At one point he said, ‘We’re lucky to be born when we were.’

‘Why’s that?’

‘We don’t have to stay at the same company forever. Five years, max. If it’s really terrible, it’s perfectly acceptable to leave after two. Anything less than that …’ Felix shrugged, as if to say you were screwed. Spending less than two years at a job might mean you’re a flake. Or you’re trouble.

‘That’s true,’ I said. ‘We are lucky.’

Neither of us got jobs that day. Instead, we both ended up at the largest conglomerate of all, International United, but in different departments, of course. No corporation would allow married couples to work side by side, not if they want to stay in business.

Felix emerges from the bathroom already dried off, wearing boxers and a Miami Dolphins T-shirt. We’re not big on football but we don’t hate it.

‘Your turn,’ he says.

Not much hot water, if there was ever any. When I come out of the bathroom, Felix is sprawled out on one of the beds. Not the one I was lying on.

‘My legs hurt from being in the car all day,’ he says. ‘You mind if we each take a bed?’

‘That’s fine.
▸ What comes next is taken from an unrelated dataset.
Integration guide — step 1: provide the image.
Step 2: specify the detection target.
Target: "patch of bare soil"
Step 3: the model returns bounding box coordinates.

They’re small anyway.’

‘Yeah, compared to ours.’

I sit down on my bed and pull up the alarm on my phone. ‘Should we walk in the morning?’ I say.


I set it for seven.

‘How are you feeling?’ Felix says.


‘I mean about seeing Eddie and Portia. Been a while.’
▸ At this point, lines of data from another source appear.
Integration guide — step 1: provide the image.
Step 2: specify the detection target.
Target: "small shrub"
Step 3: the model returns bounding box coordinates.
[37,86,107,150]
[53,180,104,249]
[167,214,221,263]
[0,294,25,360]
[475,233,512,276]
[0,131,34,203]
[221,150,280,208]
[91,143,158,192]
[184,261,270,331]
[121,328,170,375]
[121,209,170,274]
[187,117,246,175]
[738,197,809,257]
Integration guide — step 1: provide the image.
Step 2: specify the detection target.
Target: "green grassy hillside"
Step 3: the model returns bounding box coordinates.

It has. None of us live in the same area. Eddie and Krista live on Dauphin Island, Alabama, just south of Mobile – the other side of the state from our current location. Felix and I live in Woodview, Florida, while Portia went to Tulane in New Orleans and still lives there. None of us live in Atlanta, but we grew up there. It’s where our last trip started.
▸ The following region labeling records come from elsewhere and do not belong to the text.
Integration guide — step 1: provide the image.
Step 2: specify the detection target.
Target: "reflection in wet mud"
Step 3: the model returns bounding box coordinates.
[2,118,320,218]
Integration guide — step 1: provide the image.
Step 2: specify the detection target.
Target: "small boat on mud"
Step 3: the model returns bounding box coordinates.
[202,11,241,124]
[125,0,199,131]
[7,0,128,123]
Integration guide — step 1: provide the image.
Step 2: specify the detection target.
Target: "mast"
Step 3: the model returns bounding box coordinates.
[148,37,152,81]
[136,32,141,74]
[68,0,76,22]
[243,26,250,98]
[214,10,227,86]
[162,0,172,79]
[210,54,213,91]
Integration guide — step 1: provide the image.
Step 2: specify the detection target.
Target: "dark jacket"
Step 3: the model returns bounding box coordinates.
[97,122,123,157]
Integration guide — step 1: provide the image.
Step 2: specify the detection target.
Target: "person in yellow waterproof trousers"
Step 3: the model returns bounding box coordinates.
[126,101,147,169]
For the Morgan siblings, separation is the best form of togetherness.

The last time we were all together was a few years ago, when Portia graduated from college. Two days in the same city and we spent about eight hours together, all of it intoxicated. Portia insisted we try the hurricane, the mint julep, and the Pimm’s cup. Dangerous on their own, lethal together.

Grandpa wasn’t there. None of us had seen him in years.

This was back when Eddie was still with Tracy, the girlfriend he used to live with. He hadn’t met Krista yet. I liked Tracy. She was smarter than my brother and told him that a lot. He even seemed to like it.

I remember being at a bar uptown, near the university, on the night before graduation. It was hot as hell and I wore a tank top with a print skirt. Tracy wore a fancy sundress that showed off her arms. They were ridiculously toned.